Deutschland hat keine Haltung mehr zur Frage, ob Israel einen Genozid begangen hat, und will nicht mehr Stellung nehmen, sagte ein Sprecher des Auswärtigen Amtes (https://www.n-tv.de/politik/Deutschland-verzichtet-auf-Intervention-bei-Genozid-Verfahren-gegen-Israel-id30485759.html ).

Volker Beck, Präsident der Deutsch-Israelischen Gesellschaft, erklärt:

Die Deutsch-Israelische Gesellschaft (DIG) verurteilt den Rückzug Deutschlands aus dem Verfahren Südafrikas gegen Israel aufs Schärfste.

Dem deutschen Rückzug aus dem Verfahren kommt eine Zustimmung zu diesem Vorwurf gleich.

Bundeskanzlerin Merkel sprach von Israels Sicherheit und Existenz als Teil der deutschen Staatsräson, Bundeskanzler Merz erklärt sie zum unverhandelbaren Bestandteil der normativen Fundamente unseres Landes.

Beides kann man getrost zu den Akten nehmen, wenn Deutschland Israel jetzt vor dem Internationalen Gerichtshof (IGH) im Regen stehen lässt. Wenn es bei der 180-Grad-Wende Deutschlands bleibt, gibt es nur eine Erklärung: Deutschland opfert Israel seinen Ambitionen auf einen Sitz im Weltsicherheitsrat. Das kann man nur als schändlich bezeichnen.

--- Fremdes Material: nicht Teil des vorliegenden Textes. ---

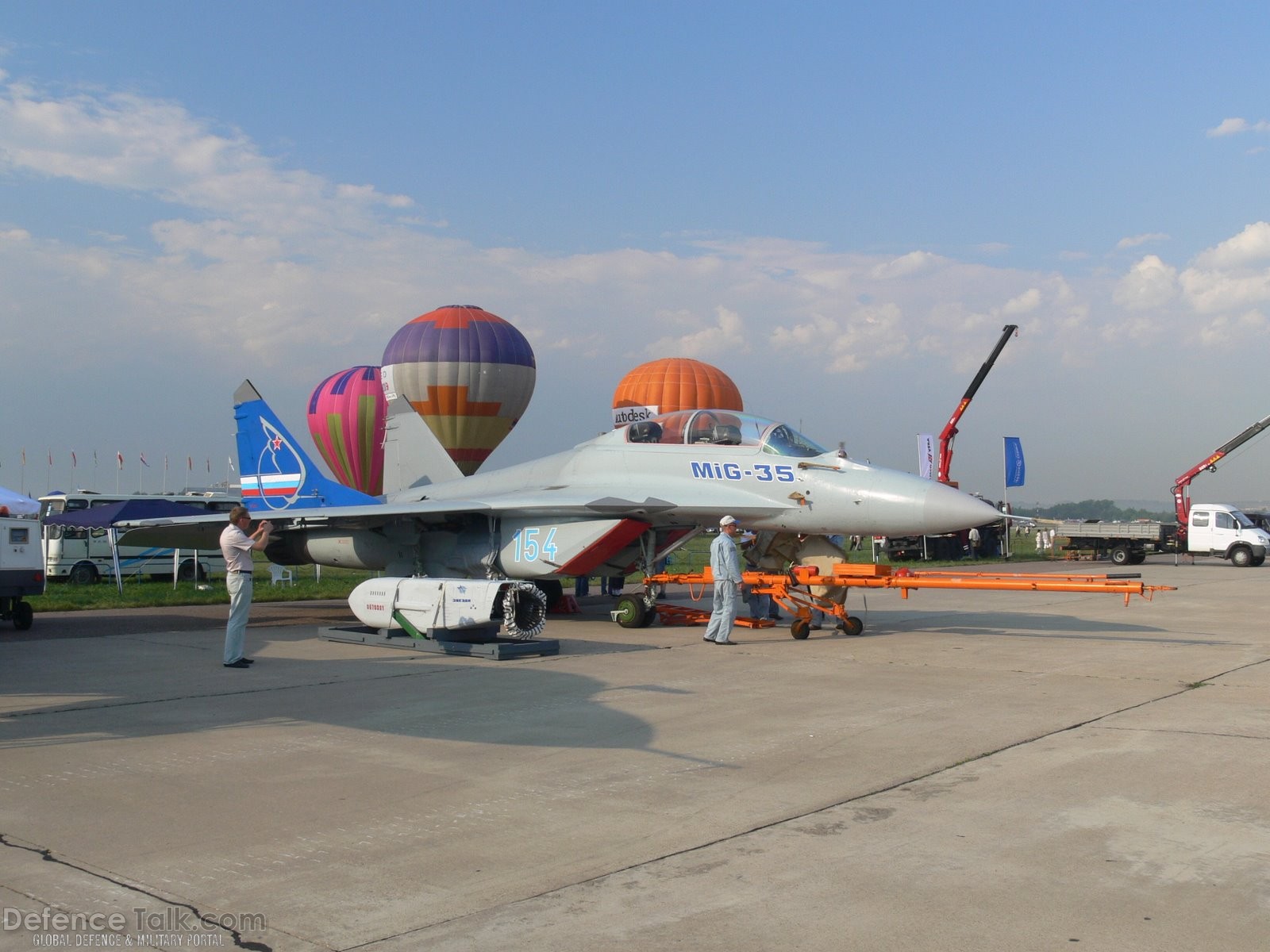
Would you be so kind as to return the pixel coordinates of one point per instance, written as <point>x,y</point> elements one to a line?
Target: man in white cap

Mit dem Genozidvorwurf wird Israels Selbstverteidigung in einer weltweiten Kampagne diabolisiert. Signatarstaaten der Genozidkonvention und Amnesty International wollen eigens für Israel die Genozid-Definition ändern und passend machen.

Die Ampel hat richtigerweise beschlossen, dieser Verteufelung Israels rechtlich argumentierend entgegenzutreten. Die Große Koalition hat – einem Sprecher des Auswärtigen Amtes zufolge – die Kapitulation vor dieser antiisraelischen Welle in der Völkergemeinschaft beschlossen.

Die Augen vor der politischen – und nicht primär rechtlichen – Instrumentalisierung des Internationalen Gerichtshofes und seiner Mechanismen zu verschließen, heißt, sich den internationalen antisemitischen Kampagnen gegen Israel anzuschließen.